论文标题
端到端的多外观关键字发现
End-to-End Multi-Look Keyword Spotting
论文作者
论文摘要
关键字发现(KWS)的性能,以错误的警报和错误的拒绝测量,在远处和嘈杂条件下大大降解。在本文中,我们提出了一种多外观的神经网络建模,以增强语音,同时倾听多个样本的外观方向。然后,将多外观增强与KWS共同训练,以形成端到端的KWS模型,该模型从多个外观方向集成了增强信号,并利用了注意机制,将模型的注意力转向可靠来源。我们证明,在我们的大型嘈杂和远场评估集中,提出的方法显着提高了针对基线KWS系统的KWS性能和最新的基于波束的多光束KWS系统。

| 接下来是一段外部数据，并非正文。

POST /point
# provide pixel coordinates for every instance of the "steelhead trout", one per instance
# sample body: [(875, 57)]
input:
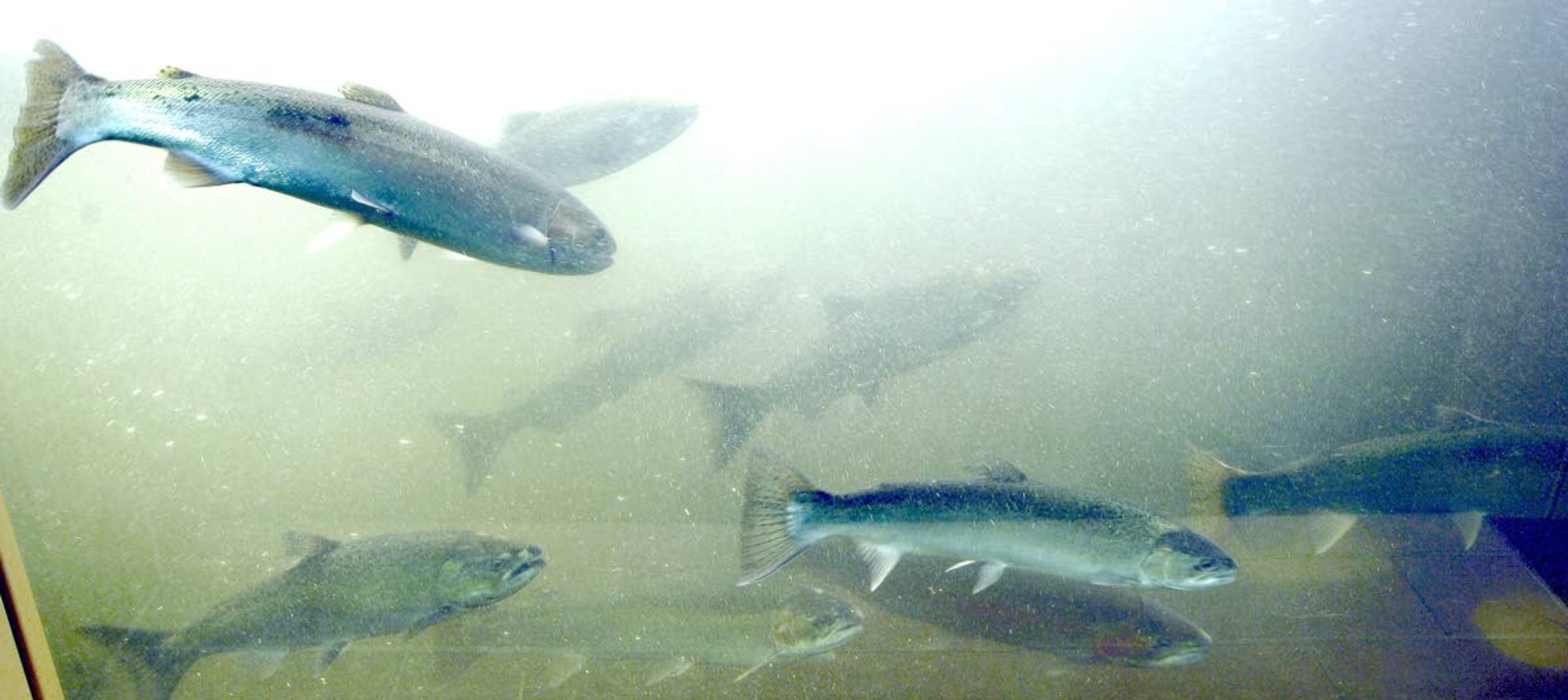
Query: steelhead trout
[(1467, 466), (360, 154), (1002, 520), (339, 593)]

The performance of keyword spotting (KWS), measured in false alarms and false rejects, degrades significantly under the far field and noisy conditions. In this paper, we propose a multi-look neural network modeling for speech enhancement which simultaneously steers to listen to multiple sampled look directions. The multi-look enhancement is then jointly trained with KWS to form an end-to-end KWS model which integrates the enhanced signals from multiple look directions and leverages an attention mechanism to dynamically tune the model's attention to the reliable sources. We demonstrate, on our large noisy and far-field evaluation sets, that the proposed approach significantly improves the KWS performance against the baseline KWS system and a recent beamformer based multi-beam KWS system.